(Nell’ immagine di copertina la Presidentessa della Virtus Matino Cristina Costantino)

Seconda giornata del Campionato di Eccellenza e seconda sfida importante per la neopromossa Virtus Matino che sul terreno amico affronta la squadra che, secondo gli addetti ai lavori, dovrebbe essere la regina incontrastata del torneo.
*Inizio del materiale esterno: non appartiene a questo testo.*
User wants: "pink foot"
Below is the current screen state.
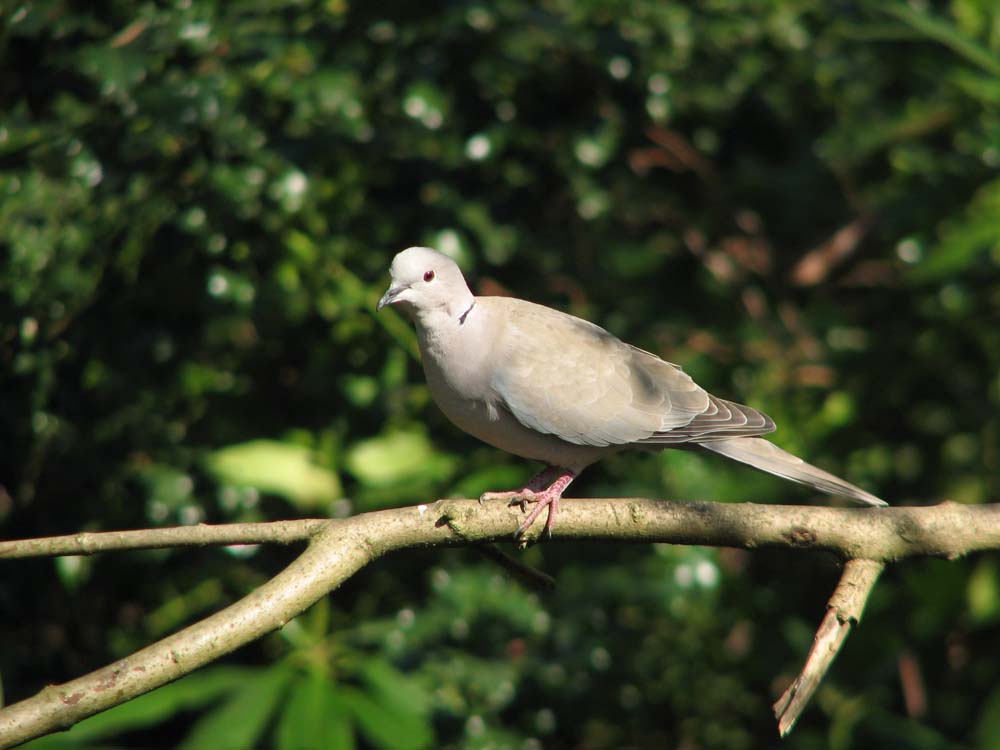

Stiamo parlando del Martina Franca di mister Massimo Pizzulli che dopo un annata passata con non poche difficoltà quest’ anno si presenta come la squadra da battere.
Certamente una squadra, il Martina, che per storia e per blasone non ha bisogno di presentazioni essendo una “nobile” decaduta del calcio pugliese. Non bisogna dimenticare che nei primi anni 2000 il Martina Franca arrivò a giocare la finale playoff contro il Pescara per l’ accesso in Serie B, sfiorando per un pelo l’ impresa.
Di fronte ci sarà il Matino di mister Giuseppe Branà, che tra l’ altro è un ex della gara, che è una squadra giovane ed ambiziosa e che dalla sua (ri) fondazione ad oggi ha saputo ritagliarsi uno spazio importante nel panorama calcistico pugliese arrivando ad ottenere promozioni e vittorie partendo dalla terza categoria fino all’ approdo nella Premier League Pugliese.
Artefice della rinascita è la presidentessa Cristina Costantino che, sulle orme del padre, ha ripreso in mano una corrente che sembra quasi essere un affare di famiglia ed in pochissimo tempo è riuscita a coniugare l’ aspetto aziendale con quello prettamente ludico sportivo ed i risultati ottenuti dimostrano le ottime capacità del massimo dirigente matinese.
Le abbiamo rivolto alcune domande per capire meglio le sensazioni che si provano alla vigilia di una partita così importante, non tanto per le sorti del campionato visto che siamo solo alla 2° giornata, quanto per la caratura del match in sè che rappresenta un personalissimo motivo di orgoglio e di vanto per quanto di buono fatto nell’ arco di tutti questi anni in cui il giocattolo Matino ha preso sempre più forma fino ad arrivare ad essere ciò che è oggi.

Cristina, domenica a Matino arriva il Martina, che oltre ad essere una big del girone è soprattutto una nobile decaduta del calcio pugliese e nazionale. Che sensazioni si provano a vedere il proprio “giocattolo” arrivare a competere con una realtà così importante e blasonata?

Sicuramente la vittoria più grande è quella di poter giocare in così poco tempo nel massimo torneo regionale. Incontrare squadre come il Martina che hanno un passato importante ci riempie di grande orgoglio. Pertanto la prima vittoria è questa.

Domenica scorsa avete bagnato l’esordio in campionato con una vittoria e per di più in trasferta. Ora avete la possibilità di ripetervi in casa anche se ancora non ci saranno i vostri tifosi. Pensi che il livello delle competizioni a causa dell’assenza di pubblico possa essere alterato?

Purtroppo l’assenza dei tifosi si sente tanto visto il rapporto viscerale con la squadra sia durante le partite ufficiali che durante gli allenamenti. Sicuramente questa è una mancanza importante ma cercheremo di fare bene soprattutto per loro.

Infine per finire, 5 anni fa, quando hai (ri) cominciato quest’avventura ti aspettavi di arrivare dove sei adesso in così poco tempo?

Sicuramente ogni anno siamo partiti con la voglia di fare bene partendo dal basso fino a risalire le categorie per arrivare dove il Matino era abituato a stare. Siamo stati bravi e forse anche fortunati, ma ci abbiamo creduto sempre. Ora siamo in Eccellenza e ce la giochiamo con tutti senza fretta, senza nessuna aspettativa, senza dover dimostrare nulla in particolare, ma con grande tranquillità e serenità.